Some customers were not happy about the “unreasonable” charges for using robots. How can you with a straight face say that I need to pay for the services of this R2D2-looking thing, whether or not I use him to get me a granola bar that I can’t walk to the lobby for? (T819).
Sadness
A small number of reviewers express sad feelings (i.e., 0.9%), as shown in Table 4. The malfunctioning or the lack of efficiency of service robots created feelings of sadness, particularly among kids. Disappointed that the robot-powered bag storage was full when I wanted to use it (T178). Parents were particularly disappointed, rather than sad, because their kids could not play with the service robots. Sadly, the Robot dog, with which my kids were looking forward to interacting with, was not charged for our stay (T549).

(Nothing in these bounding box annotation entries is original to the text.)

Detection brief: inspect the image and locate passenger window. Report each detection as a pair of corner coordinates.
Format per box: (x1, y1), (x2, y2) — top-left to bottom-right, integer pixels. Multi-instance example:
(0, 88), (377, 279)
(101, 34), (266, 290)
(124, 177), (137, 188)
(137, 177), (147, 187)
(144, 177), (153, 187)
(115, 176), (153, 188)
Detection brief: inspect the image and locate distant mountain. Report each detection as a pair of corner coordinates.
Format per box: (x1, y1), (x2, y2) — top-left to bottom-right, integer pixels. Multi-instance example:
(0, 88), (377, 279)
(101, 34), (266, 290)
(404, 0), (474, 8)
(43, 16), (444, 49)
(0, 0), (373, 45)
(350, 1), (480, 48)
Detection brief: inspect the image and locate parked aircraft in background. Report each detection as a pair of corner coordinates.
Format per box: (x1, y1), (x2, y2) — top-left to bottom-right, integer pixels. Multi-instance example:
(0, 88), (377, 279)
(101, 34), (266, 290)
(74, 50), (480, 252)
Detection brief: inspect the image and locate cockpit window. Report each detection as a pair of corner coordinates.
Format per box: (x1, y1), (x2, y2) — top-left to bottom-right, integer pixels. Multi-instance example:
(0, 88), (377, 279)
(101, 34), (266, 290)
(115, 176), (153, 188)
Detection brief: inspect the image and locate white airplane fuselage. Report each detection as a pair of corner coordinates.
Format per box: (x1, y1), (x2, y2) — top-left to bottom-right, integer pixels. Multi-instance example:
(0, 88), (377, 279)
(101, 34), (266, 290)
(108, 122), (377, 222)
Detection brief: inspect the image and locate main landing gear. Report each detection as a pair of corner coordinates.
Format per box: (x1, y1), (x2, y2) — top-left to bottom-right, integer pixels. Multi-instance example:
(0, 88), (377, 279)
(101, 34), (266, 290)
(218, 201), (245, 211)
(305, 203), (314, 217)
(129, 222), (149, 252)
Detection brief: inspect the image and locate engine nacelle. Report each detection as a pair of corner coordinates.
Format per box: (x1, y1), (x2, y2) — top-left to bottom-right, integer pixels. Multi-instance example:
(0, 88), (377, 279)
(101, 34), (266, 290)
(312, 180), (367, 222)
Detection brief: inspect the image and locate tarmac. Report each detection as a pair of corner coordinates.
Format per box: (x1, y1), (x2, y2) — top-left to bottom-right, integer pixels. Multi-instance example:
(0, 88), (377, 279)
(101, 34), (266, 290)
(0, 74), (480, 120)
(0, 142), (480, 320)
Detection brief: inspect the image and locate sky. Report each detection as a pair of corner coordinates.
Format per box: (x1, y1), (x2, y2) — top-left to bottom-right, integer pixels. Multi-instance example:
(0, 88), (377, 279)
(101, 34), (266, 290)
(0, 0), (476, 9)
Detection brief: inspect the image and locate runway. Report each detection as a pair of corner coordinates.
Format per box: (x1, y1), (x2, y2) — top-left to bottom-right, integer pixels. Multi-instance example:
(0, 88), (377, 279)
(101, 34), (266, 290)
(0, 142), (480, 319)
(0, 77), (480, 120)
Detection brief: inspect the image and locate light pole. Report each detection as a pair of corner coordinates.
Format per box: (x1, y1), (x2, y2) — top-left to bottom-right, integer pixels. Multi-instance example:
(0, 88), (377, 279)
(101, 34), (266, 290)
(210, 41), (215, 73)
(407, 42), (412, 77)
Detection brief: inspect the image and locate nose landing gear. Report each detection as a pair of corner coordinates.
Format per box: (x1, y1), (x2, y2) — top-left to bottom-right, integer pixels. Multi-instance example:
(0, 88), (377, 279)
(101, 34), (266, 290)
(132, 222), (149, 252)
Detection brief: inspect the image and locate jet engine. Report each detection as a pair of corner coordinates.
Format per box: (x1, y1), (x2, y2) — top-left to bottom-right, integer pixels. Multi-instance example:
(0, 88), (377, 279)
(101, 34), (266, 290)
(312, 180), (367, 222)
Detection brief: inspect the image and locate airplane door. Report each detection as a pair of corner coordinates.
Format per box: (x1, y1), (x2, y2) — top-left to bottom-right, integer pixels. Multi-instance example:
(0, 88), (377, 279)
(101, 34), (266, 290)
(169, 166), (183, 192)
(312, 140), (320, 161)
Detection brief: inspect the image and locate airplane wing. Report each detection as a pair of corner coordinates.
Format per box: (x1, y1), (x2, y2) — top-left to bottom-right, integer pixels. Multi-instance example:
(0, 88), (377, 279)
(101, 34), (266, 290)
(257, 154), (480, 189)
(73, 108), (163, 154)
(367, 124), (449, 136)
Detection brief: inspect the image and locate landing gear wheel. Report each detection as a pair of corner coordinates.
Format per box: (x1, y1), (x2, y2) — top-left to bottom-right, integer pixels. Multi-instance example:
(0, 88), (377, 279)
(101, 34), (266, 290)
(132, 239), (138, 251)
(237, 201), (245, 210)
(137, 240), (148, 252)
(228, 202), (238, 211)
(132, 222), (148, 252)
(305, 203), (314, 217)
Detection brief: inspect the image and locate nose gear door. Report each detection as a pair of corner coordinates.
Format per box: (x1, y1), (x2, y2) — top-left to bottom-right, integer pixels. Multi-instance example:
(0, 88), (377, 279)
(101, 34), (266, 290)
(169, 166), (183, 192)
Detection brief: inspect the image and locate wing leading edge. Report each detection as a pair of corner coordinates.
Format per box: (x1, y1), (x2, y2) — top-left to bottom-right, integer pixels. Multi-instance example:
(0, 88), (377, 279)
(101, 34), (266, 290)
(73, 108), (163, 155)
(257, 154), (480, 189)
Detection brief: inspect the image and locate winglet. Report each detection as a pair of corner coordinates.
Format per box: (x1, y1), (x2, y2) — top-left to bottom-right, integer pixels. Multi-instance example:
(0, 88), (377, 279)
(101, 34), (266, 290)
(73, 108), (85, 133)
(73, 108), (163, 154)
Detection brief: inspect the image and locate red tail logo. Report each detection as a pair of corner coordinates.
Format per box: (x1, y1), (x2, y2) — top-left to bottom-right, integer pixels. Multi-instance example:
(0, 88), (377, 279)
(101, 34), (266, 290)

The fact that robots were used to replace human workers generated some sad feelings, too. Hotel customers were concerned about humans being replaced by robots, feeling sad about the employment prospect of the hotel staff. …and a robot that delivers non-food room-service requests, for example, a toothbrush. This did not feel uncomfortable, but it made me sad to think about how computers can substitute for people (T1332).
Results From Thematic Analysis
The preceding critical manual analysis of machine learning results revealed the limitations of the machine learning approach in accurately detecting emotions. Therefore, we decided to integrate a thematic analysis to provide an in-depth understanding of the specific types of emotions arising from consumer reviews and clarify the inconsistencies in the previous analysis.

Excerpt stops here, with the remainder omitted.